Google urges regulators, market participants to clarify risk guidance for AI models
A new whitepaper from Google finds that existing guidance on the use of AI and ML models for risk management is a start, but leaves room for improvement.
A newly released whitepaper from Google Cloud urges financial sector regulators and market participants to re-evaluate the clarity and effectiveness of existing model risk management (MRM) guidance as it relates to AI and machine-learning models.
Traditional MRM guidance, which covers the means of assessing whether a financial institution is using risk models safely, was put together jointly by the Office of the Comptroller of the Currency (OCC) and the Federal Reserve Board of Governors in 2011 and has been updated periodically, most recently in 2021. But Google Cloud’s government affairs and policy team, which authored the new whitepaper, believes there is more to do around clarifying and adding to the existing guidance to unearth better, more standard risk mitigation strategies.
The paper makes five observations and recommendations for the existing guidance, including asking regulators to publish further guidance regarding the materiality/risk ratings of AI and ML for common use-cases, developing technical metrics and testing benchmarks beyond model explainability, and advancing the use of governance controls, such as incremental rollouts and circuit breakers.
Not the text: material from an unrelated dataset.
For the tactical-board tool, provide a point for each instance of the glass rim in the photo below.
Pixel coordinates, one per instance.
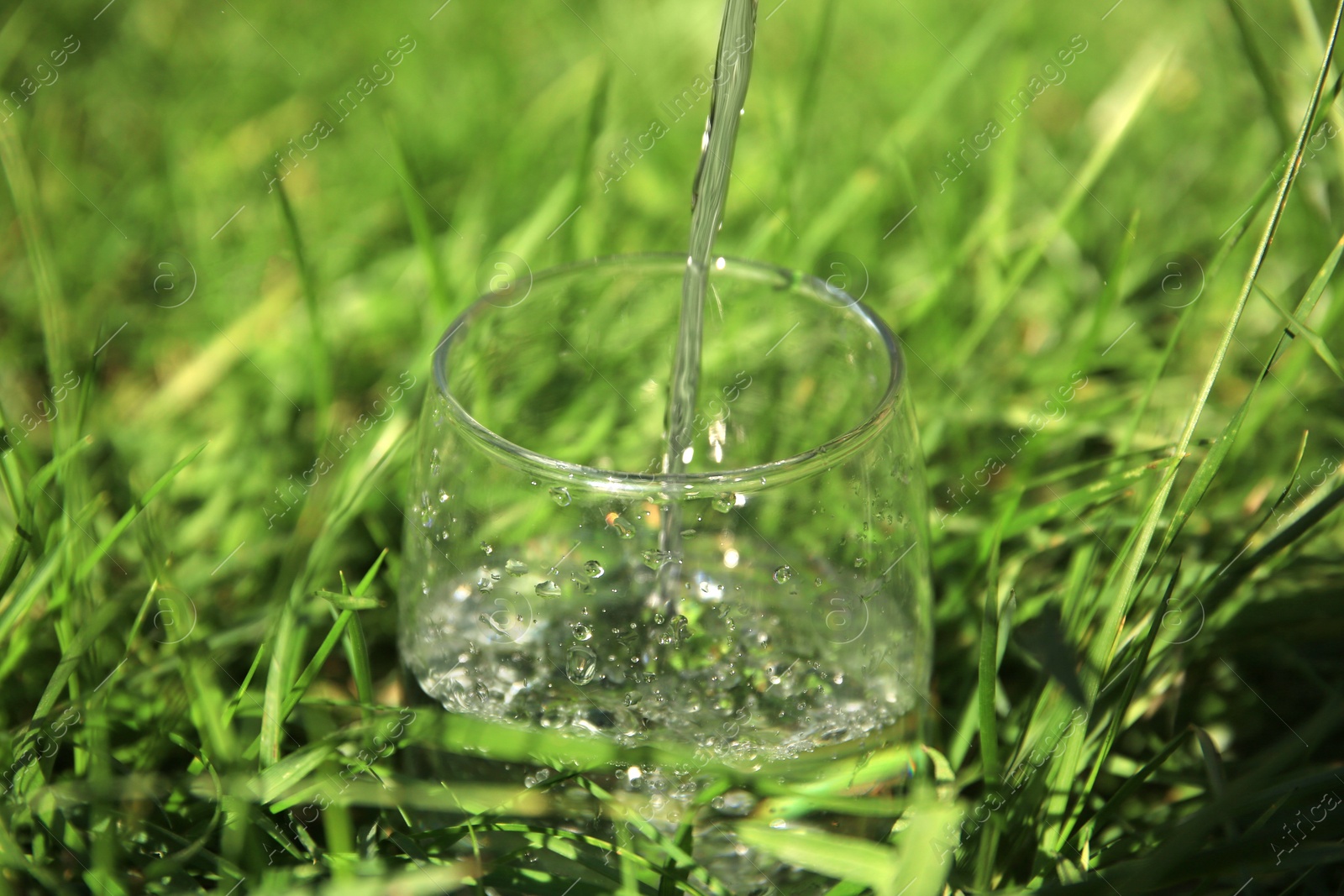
(679, 485)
Behnaz Kibria, head of technical infrastructure and international cloud policy at Google Cloud, joined the tech behemoth six years ago, after working as deputy chief of staff at the Office of the US Trade Representative and for the House Ways and Means Committee’s trade subcommittee prior to that. Her regulatory background means that she’s seen firsthand the fine line that regulators toe between encouraging the use of efficient and innovative tools to make markets safer, while also mitigating the risks that new and semi-mysterious technology can pose to those same markets.
“The question that people in the industry were asking was, ‘Does this regime, which was made before AI and ML were being used widely continue to be useful?’ That’s one of the threshold questions that the paper tries to answer,” she tells WatersTechnology. “Or—and this is what we were getting asked by regulators—do we need to throw everything out and start again?”
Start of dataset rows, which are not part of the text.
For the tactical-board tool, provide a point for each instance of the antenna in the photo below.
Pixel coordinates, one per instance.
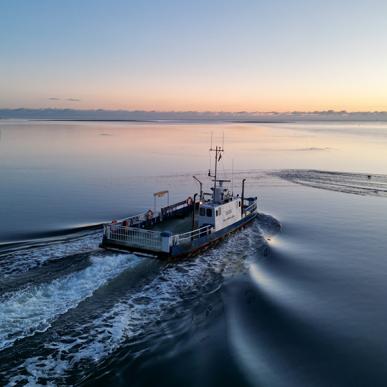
(232, 177)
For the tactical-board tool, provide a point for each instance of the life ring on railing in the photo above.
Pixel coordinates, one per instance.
(149, 214)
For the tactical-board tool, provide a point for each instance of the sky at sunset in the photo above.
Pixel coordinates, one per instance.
(214, 55)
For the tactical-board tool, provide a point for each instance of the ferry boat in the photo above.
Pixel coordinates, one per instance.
(187, 227)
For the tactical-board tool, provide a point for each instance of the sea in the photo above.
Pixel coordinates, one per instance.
(298, 298)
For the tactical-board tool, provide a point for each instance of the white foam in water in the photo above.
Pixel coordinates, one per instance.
(33, 309)
(137, 310)
(20, 261)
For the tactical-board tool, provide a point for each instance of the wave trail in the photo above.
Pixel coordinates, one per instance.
(353, 183)
(31, 310)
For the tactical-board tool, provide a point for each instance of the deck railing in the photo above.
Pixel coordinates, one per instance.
(134, 237)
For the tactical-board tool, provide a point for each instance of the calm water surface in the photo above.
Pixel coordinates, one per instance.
(296, 299)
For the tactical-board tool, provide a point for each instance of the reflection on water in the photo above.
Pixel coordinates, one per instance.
(61, 175)
(296, 299)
To explore the question, the paper focused on models used for the detection of fraud, money laundering, and other financial crimes, such as trade manipulation—a fraught area of finance that, in addition to AI and ML models, has seen a slew of potential technology solutions thrown at it, including graph technology, blockchain, and centralized databases, such as the failed Markit-Genpact deal, which would have standardized know-your-customer (KYC) data for financial institutions.
In all scenarios, bad actors still slip through the cracks.
In an example of where the current MRM guidance leaves a question mark for market participants, Google Cloud’s whitepaper argues that AI models used for crime detection in the banking sector are frequently developed through collaborations between institutions and technology providers, and that these collaborative efforts allow the banking system to incorporate cutting-edge technologies into their businesses.
But the caveat is that they also implicate aspects of the MRM guidance related to third-party vendors, requiring banks, examiners, and vendors to address an additional set of issues, such as how contractual and compliance obligations and product maintenance requirements should be distributed between banks and vendors. It also requires a re-assessment of the degrees of, and approaches to, information-sharing that will be required to satisfy MRM requirements.
“It is still useful; it just needs to be adapted in some ways,” Kibria says, stressing that the OCC’s handbook is broad enough and principles-based enough to still be applicable for financial firms. But she and the paper’s other authors believe the guidance leaves behind enough gaps and interpretive questions and conclusions to warrant robust industry engagement, alerts, and training to flesh these sticking points out.
“I really think there’s a significant amount of urgency to it,” she says. “Technology is both a huge opportunity, and it’s also something that the risks of which need to be properly assessed and mitigated. And I think there is definitely a very significant urgency on both those fronts.”
Another key point of the paper centers around model documentation, with explainability regarded as the main consideration in model-driven risk management. The handbook defines explainability as “the extent to which AI decisioning processes and outcomes are reasonably understood by bank personnel,” but the paper argues that may be insufficient for establishing whether a model itself is sound and fit for purpose.
Indeed, this has been a topic on regulators’ radar for some time. In 2021, the Federal Reserve signaled its interest in requiring senior management to explain how their AI models arrive at each decision. And anti-money laundering models, in particular, have faced questions of data gaps and potential biases from regulators, bank stakeholders, and internal auditors.
The promise that AI and ML models bring over classical, linear regression models in combatting financial crime is vast, Kibria says, and these technologies can greatly help regulatory bodies such as the Financial Crimes Enforcement Network (FinCEN), a division of the US Treasury, better accomplish their own goals of detecting illicit activity.
But first, they must understand the technologies themselves—and demonstrate that understanding to the industry in their guidance.